In the present age the distinction between the right of a wife and of a husband to maintain the action is at odds with reason. The same may be said as to the inconsistency inherent in recognizing a wife has a cause of action for the impairment of consortium where her husband's injury was the result of an intentional or malicious wrong, but not where it was the result of negligence. Nevertheless, since there is a diversity of opinion among the courts in other jurisdictions and this court has heretofore expressly declined to depart from its earlier decision, having regard for the doctrine of stare decisis, we affirm the judgment.
Judgment affirmed.
WILLIAMS and PALMORE, JJ., dissent.
WILLIAMS, Judge (dissenting).
The conclusion of the majority opinion is reached by application of the doctrine of stare decisis. The salutary effect of adhering to the doctrine of stare decisis is well recognized. But, when the reason for the original rule no longer exists, then stare decisis should not operate to continue an outmoded principle.

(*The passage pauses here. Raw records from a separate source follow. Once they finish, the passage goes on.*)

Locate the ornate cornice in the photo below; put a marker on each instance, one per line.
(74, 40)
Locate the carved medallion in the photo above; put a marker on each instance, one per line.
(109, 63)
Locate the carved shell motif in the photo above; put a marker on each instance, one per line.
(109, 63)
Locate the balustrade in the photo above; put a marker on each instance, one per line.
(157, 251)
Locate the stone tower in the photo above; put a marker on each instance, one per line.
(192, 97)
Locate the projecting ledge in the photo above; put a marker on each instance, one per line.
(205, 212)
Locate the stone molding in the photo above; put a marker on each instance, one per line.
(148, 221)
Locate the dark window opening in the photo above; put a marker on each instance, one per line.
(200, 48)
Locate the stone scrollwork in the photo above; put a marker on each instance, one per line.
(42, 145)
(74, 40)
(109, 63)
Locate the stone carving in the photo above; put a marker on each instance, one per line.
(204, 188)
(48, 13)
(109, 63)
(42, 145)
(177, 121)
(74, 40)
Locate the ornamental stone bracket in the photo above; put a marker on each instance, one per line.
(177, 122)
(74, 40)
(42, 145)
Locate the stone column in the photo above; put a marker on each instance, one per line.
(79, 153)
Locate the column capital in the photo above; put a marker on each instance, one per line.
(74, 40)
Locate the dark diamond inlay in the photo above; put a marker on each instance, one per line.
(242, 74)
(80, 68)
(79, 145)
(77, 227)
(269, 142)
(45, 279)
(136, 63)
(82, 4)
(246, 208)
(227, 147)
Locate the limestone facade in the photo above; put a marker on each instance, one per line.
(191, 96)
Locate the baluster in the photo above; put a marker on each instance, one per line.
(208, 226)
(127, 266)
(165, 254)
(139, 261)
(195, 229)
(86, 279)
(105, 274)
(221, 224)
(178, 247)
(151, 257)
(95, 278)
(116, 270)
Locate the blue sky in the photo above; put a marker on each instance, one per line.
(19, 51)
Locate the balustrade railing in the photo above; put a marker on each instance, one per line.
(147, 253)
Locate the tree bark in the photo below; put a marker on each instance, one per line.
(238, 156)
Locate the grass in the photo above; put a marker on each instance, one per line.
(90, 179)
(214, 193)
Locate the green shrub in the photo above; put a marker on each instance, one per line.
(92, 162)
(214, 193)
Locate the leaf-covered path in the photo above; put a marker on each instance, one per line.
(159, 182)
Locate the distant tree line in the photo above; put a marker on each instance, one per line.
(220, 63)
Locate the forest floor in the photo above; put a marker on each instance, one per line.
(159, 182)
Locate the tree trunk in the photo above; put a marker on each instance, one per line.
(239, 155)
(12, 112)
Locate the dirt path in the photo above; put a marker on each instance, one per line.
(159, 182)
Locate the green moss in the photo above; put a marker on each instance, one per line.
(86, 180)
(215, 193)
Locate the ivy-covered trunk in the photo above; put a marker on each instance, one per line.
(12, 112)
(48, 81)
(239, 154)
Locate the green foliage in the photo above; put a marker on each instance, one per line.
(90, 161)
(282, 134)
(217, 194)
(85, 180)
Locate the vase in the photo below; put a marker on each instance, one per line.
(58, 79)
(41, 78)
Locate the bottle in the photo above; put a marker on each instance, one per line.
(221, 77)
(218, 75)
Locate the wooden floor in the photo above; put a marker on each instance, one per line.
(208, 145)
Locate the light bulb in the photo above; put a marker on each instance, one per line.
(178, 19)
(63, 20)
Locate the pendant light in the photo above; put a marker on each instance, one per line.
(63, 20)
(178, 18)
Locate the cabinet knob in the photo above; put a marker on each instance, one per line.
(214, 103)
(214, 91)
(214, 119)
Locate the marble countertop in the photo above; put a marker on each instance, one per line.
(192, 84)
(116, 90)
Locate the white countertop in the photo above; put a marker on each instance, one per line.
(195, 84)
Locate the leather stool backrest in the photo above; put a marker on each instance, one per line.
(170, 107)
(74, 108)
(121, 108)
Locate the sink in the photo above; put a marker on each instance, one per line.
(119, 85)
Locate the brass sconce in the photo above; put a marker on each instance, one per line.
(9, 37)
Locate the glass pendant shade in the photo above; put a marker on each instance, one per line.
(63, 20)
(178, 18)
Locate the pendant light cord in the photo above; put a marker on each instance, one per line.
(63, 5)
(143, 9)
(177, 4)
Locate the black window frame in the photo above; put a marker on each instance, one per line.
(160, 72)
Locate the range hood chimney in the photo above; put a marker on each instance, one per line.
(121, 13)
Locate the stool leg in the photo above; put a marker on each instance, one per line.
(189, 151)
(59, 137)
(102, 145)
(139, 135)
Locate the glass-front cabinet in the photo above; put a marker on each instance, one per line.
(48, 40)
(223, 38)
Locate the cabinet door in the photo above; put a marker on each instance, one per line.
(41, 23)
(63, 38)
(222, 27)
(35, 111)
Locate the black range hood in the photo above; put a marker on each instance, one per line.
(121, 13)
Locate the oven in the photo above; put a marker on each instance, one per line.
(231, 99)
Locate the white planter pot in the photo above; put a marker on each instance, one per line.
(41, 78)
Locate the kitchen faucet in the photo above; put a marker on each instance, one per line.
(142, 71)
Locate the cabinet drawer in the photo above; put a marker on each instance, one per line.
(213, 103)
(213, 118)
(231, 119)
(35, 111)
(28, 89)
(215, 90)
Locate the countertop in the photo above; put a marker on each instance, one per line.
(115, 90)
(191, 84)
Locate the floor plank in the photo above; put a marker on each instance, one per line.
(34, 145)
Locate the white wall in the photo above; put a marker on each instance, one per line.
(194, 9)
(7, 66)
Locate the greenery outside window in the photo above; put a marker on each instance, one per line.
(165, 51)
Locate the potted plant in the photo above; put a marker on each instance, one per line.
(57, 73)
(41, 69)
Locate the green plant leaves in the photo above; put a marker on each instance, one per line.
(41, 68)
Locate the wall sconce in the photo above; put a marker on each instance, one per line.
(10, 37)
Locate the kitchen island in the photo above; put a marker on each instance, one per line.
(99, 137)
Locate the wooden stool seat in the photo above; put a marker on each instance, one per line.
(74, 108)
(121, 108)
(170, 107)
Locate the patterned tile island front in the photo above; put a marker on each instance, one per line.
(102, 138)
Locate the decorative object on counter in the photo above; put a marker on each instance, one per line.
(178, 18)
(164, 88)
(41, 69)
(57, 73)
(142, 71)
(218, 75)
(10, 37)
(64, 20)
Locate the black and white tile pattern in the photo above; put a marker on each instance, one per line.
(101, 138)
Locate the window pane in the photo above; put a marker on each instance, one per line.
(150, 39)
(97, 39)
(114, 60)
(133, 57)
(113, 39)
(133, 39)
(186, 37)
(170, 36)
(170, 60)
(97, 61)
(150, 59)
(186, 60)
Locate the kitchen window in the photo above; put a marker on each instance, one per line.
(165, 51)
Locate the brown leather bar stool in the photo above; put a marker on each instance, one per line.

The legal status of a married woman has changed to such an extent that, if a husband should have the right to recover for the loss *175 of consortium, then surely the wife should be entitled to the same right. But, in my opinion, there is no discernible reason to allow the right to either. Rather than extend this opinion, I refer to the separate dissenting opinion by Chief Justice Walter V. Schaefer, Illinois Supreme Court, in Dini v. Naiditch, 20 Ill. 2d 406, 170 N.E.2d 881, 86 A.L.R. 2d 1184. Therein the reasons why neither party should have a right of action are very ably stated.
PALMORE, J., joins in this dissent.
NOTES
[1]  Other courts "have neatly solved the dilemma by denying the right of action also to the husband." Note, 23 A.L.R. 2d 1381.
[2]  This, it is pointed out, emphasizes only one element of consortium, the loss of support; whereas, consortium includes companionship, mutual service, felicity and other elements "all welded into a conceptualistic unity," as discussed by the Illinois court in Dini v. Naiditch, infra, 20 Ill. 2d 406, 170 N.E.2d 881, 86 A.L.R. 2d 1184, at 1199, and cases summarized in Annotation, 23 A.L.R. 2d 1378, pp. 1385 et seq.